Suggest investors who are new to mutual fund investing stick to an SIP before considering an MSIP. MSIP is not for investors who need their choices to be ratified by others.
For investors who understand what they are doing, manual investing can also be used for taking tactical decisions. It would however not be an MSIP then! For example,
(a) invest more in a balanced fund which holds long-term gilts to benefit from rate movements (the periodic rebalancing would help preserve some gains)
(b) increase or decrease exposure to mid and small cap funds depending on market conditions.
(c) Change the equity:fixed income investment ratio for periodic or tactical rebalancing. Read more about rebalancing techniques: The What, Why, How and When of Portfolio Rebalancing With Calculators to Boot
Read more about MSIP rebalancing in the last section of this post: Are Mutual Fund SIPs Suitable for Disciplined Long-Term Investors?
When I started out with a MSIP, I was new to equity investing. So I had to force myself to accept the volatility by investing on dips. So each month, I would wait for a 1-2% dip in the first 15 days of a month. If there is one, I would invest. If there is no such dip, I would invest by the 15th. For the last 1.5 years, I have abandoned this method.
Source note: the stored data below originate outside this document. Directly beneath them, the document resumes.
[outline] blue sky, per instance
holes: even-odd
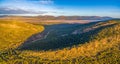
[[[0,14],[120,18],[119,2],[120,0],[0,0]]]

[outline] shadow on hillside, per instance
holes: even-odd
[[[91,24],[91,23],[89,23]],[[96,23],[93,23],[96,24]],[[85,24],[86,26],[88,24]],[[89,42],[93,40],[94,36],[102,29],[106,27],[114,26],[115,24],[107,25],[99,27],[95,30],[91,30],[89,32],[85,32],[82,34],[71,34],[64,37],[57,37],[57,38],[48,38],[48,39],[42,39],[40,41],[35,41],[33,43],[30,43],[30,40],[28,39],[28,42],[23,43],[18,47],[19,50],[57,50],[57,49],[63,49],[66,47],[72,47],[74,45],[78,44],[84,44],[85,42]],[[36,34],[37,35],[37,34]],[[36,36],[34,35],[34,36]]]

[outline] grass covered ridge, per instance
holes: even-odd
[[[43,30],[44,27],[40,25],[0,20],[0,50],[17,47],[31,35]]]
[[[105,22],[103,22],[104,24]],[[74,59],[80,56],[95,56],[98,52],[106,49],[110,49],[114,46],[119,46],[120,44],[120,24],[114,21],[109,21],[107,24],[116,25],[107,27],[99,31],[96,35],[93,35],[92,41],[86,42],[85,44],[80,44],[78,46],[73,46],[72,48],[65,48],[63,50],[57,51],[44,51],[44,52],[24,52],[25,55],[39,56],[41,58],[46,58],[49,60],[67,60]]]
[[[2,64],[120,64],[120,23],[101,22],[105,27],[91,36],[92,40],[55,51],[5,50],[0,53]]]

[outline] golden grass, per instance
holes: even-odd
[[[43,30],[43,26],[19,21],[0,20],[0,50],[15,48],[22,44],[28,37]]]
[[[74,46],[71,49],[65,48],[57,51],[23,51],[22,55],[35,56],[49,60],[67,60],[77,57],[91,57],[98,52],[110,49],[120,44],[120,24],[108,27],[100,31],[97,39],[86,42],[86,44]]]

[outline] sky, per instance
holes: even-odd
[[[120,0],[0,0],[0,15],[110,16],[120,18]]]

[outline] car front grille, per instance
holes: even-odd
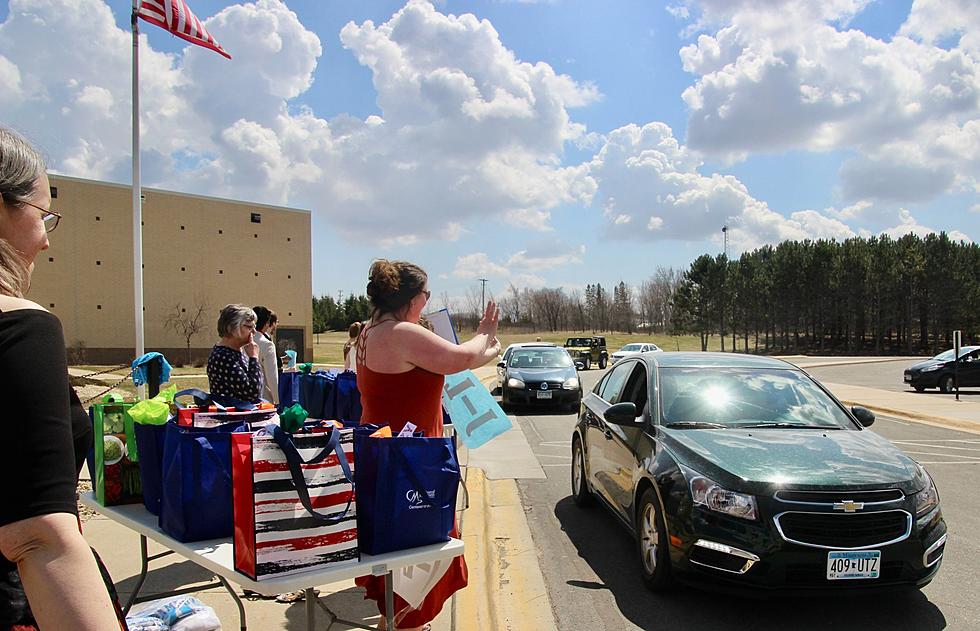
[[[881,573],[874,583],[899,580],[905,564],[902,561],[886,561],[881,564]],[[860,581],[858,581],[860,582]],[[786,566],[786,585],[790,587],[815,587],[837,584],[842,589],[850,588],[854,581],[828,581],[825,563],[793,563]]]
[[[775,517],[783,539],[816,548],[848,550],[901,541],[912,530],[903,510],[835,514],[787,512]]]
[[[543,382],[541,381],[525,381],[524,385],[527,386],[528,390],[540,390],[542,383]],[[548,390],[561,390],[561,384],[562,384],[561,381],[554,381],[552,379],[549,379],[547,383],[548,383]]]
[[[873,491],[776,491],[776,499],[787,504],[821,504],[828,507],[839,502],[878,504],[905,499],[900,489]]]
Now I invest whenever I have enough money in the bank. All investments are religiously tracked with this: Monthly Financial Tracker. I do my best to ensure the annual investment quota is met by the end of the year.
If you are barely able to invest each month, because of expenses and/or liabilities (home loan), then stick to a SIP at least until you have enough investible surplus. MSIP works best only for those investors who enjoy investing as much as possible each month.
This is as far as my thinking takes me on this matter. I would like to reiterate that this is not a recommendation for MSIP. It is only a discussion of pros and cons. Do evaluate your needs before opting for any investment strategy. The MSIP is not a technique to get more returns.